Exactly what workloads are you seeing this scaling on hardware RAID and
not on software raid? I'll try just about any source that I can grab
of, or a config file for postmark.
> What we have found is, generally, performance on SATA is very much a
> function of the quality of the driver, the implementation details of the
I've tried nvidia (1-4 drives), promise (1-4), areca (1-16), 3ware (1-16)
and seen no scaling problems. I've tried older 3ware (1-16),
storage works (1-15), dell perc (1-15), a bunch of $2k-$5k SCSI
controllers, and a few others I can't remember (at least one megaraid or
similar) and found them all rather lacking in the scaling department with
hardware raid.
> controller, how it handles heavy IO (does it swamp the motherboard with
> interrupts?). I have a SuperMicro 8 core deskside unit with a small
> RAID0 on 3 drives. When I try to push the RAID0 hard, I swamp the
> motherboard with huge numbers of interrupts/CSW. Note that this is not
> even doing RAID calculations, simply IO.

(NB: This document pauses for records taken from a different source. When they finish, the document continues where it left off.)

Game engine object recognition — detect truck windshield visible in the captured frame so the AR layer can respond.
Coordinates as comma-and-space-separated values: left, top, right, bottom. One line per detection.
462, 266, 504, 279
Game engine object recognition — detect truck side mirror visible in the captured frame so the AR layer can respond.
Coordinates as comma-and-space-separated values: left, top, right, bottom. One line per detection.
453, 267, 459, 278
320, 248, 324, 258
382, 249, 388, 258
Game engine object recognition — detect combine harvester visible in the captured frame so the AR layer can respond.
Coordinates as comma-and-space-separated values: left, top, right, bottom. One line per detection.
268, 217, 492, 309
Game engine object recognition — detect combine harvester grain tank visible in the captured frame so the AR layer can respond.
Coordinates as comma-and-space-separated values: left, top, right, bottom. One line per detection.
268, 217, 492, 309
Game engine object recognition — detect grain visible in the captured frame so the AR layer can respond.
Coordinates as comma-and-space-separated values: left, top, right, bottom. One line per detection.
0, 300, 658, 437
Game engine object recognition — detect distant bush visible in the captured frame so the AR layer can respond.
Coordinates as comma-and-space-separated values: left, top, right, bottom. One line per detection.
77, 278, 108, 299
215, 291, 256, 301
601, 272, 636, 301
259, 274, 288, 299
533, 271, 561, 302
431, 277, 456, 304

Can you quantify this? I've seen behavior like this with older kernels that
seemed to be more related to the schedule and getting processes swapped out
and they would starve, it wasn't anything related to context switches or
interrupts. This seems basically fixed in the newer kernels.
> You are rate limited by how fast the underlying system can handle IO.

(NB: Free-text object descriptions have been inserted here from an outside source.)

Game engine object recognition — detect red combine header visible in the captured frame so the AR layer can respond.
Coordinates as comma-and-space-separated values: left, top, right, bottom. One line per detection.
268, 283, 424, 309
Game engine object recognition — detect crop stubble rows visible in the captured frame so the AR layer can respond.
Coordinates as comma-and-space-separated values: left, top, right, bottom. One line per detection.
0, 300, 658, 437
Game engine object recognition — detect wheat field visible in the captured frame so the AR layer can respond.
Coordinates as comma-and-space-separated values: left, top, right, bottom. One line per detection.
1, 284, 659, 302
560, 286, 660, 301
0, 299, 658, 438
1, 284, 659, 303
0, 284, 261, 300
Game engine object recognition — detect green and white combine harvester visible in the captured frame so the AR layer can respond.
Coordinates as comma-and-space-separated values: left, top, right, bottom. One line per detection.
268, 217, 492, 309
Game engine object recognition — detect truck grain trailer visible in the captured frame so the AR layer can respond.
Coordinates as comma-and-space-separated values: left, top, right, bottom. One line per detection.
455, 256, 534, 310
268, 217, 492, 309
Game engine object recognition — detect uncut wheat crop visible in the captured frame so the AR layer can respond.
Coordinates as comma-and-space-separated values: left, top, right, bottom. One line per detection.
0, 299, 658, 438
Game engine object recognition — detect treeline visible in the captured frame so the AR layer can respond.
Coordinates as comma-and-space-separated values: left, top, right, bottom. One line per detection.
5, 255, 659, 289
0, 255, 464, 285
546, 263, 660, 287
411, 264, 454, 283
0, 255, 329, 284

> The real value of any offload processor is how it, not so oddly enough,
> offloads stuff (calculations, interrupts, IO, ...) from the main CPUs.
> Some of the RAID cards for these units do a pretty good job of
> offloading, some are crap (and even with SW raid issues, it is faster
It's a bit of a mystery to me exactly what is being offloaded. The RAID calc
is trivial. The hard stuff (applications, file system, buffering I/O in main
memory, etc) is the same. Handling 50MB/sec streams from very latency
tolerant (on the scale of a 2GHz cpu) disks is pretty straight forward.
In any case, I'm open to the idea that hardware RAID has significant
superiority for some workload. I've yet to see it (despite some trying). I've
not seen any bottlenecks in memory bandwidth (5-7GB per socket), I/O bandwidth
(1-4GB/sec per socket), context switches, interrupt handling, or CPU cycles
that would improve with hardware RAID. I'd love to see a workload that shows
greater application performance on some I/O intensive workload with hardware RAID.